ストーリーはあえてここで書くまでもなく、トキワ荘世代のマンガ・ファンならまず知っているであろうエピソードばかりでしょうけれども、早くから頭角を現し売れっ子になっていく石森章太郎、藤子不二雄らとは対照的に、売れるようになるまでに時間のかかった赤塚不二夫、全く売れずにバイトで日銭を稼ぐ森安直哉、アニメに活路を見出す鈴木伸一、そして時代の変化を受け入れることが出来ずに葛藤する寺田ヒロオといった住人たちのそれぞれのまんが道が描かれていますが、後に彼らが青春時代の楽しい思い出として回想していたこの時代の話よりも、何となく暗部の方ばかりにスポットが当たっていたように思ってしまいました。
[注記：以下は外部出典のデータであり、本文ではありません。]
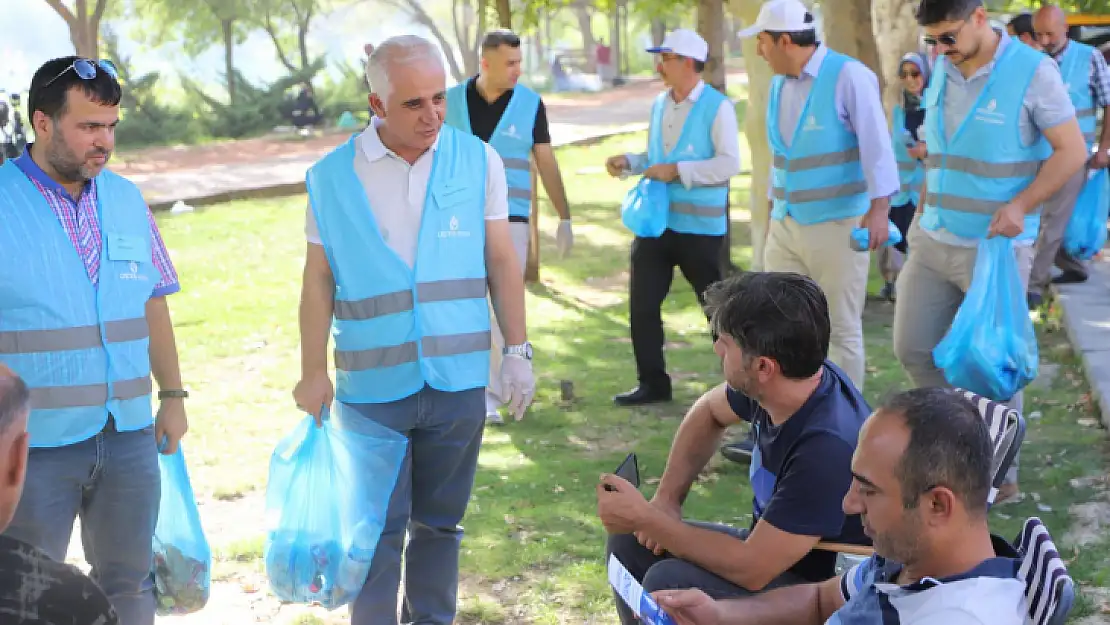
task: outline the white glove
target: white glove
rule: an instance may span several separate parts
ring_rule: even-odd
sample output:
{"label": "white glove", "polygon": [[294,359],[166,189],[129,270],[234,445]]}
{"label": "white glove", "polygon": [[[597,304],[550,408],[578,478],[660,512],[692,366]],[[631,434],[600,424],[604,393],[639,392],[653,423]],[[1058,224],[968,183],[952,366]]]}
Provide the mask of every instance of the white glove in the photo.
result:
{"label": "white glove", "polygon": [[560,220],[559,229],[555,231],[555,248],[559,250],[559,257],[566,258],[572,247],[574,247],[574,230],[570,227],[570,220]]}
{"label": "white glove", "polygon": [[505,354],[501,359],[502,399],[509,405],[509,412],[520,421],[524,411],[532,404],[536,393],[536,378],[532,375],[532,362],[516,354]]}

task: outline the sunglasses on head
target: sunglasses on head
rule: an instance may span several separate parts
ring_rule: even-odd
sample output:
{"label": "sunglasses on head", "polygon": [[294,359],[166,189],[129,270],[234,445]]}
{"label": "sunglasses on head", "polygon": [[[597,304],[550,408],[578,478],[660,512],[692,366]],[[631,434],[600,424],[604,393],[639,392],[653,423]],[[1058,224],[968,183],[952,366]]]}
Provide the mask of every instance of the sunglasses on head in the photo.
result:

そして当時の彼らの拠り所でもあった雑誌「漫画少年」の出版元である学童社の場面が出る度に、返本の山が増えているのは何ともリアルでしたね。
あと、配役については勿論それぞれの実在のキャラクターに合わせるのは難しかったことではあったでしょうけれども、藤本弘(藤子F不二雄)役が阿部サダヲというのはあまりにもイメージが違い過ぎてさすがに受け入れられませんでした。
エンドロールには協力者として今も存命中の人たちに混ざって赤塚不二夫、石ノ森章太郎、森安なおやらの名前もありましたが、この映画の頃はまだ健在だったわけで、改めて時の流れを感じます。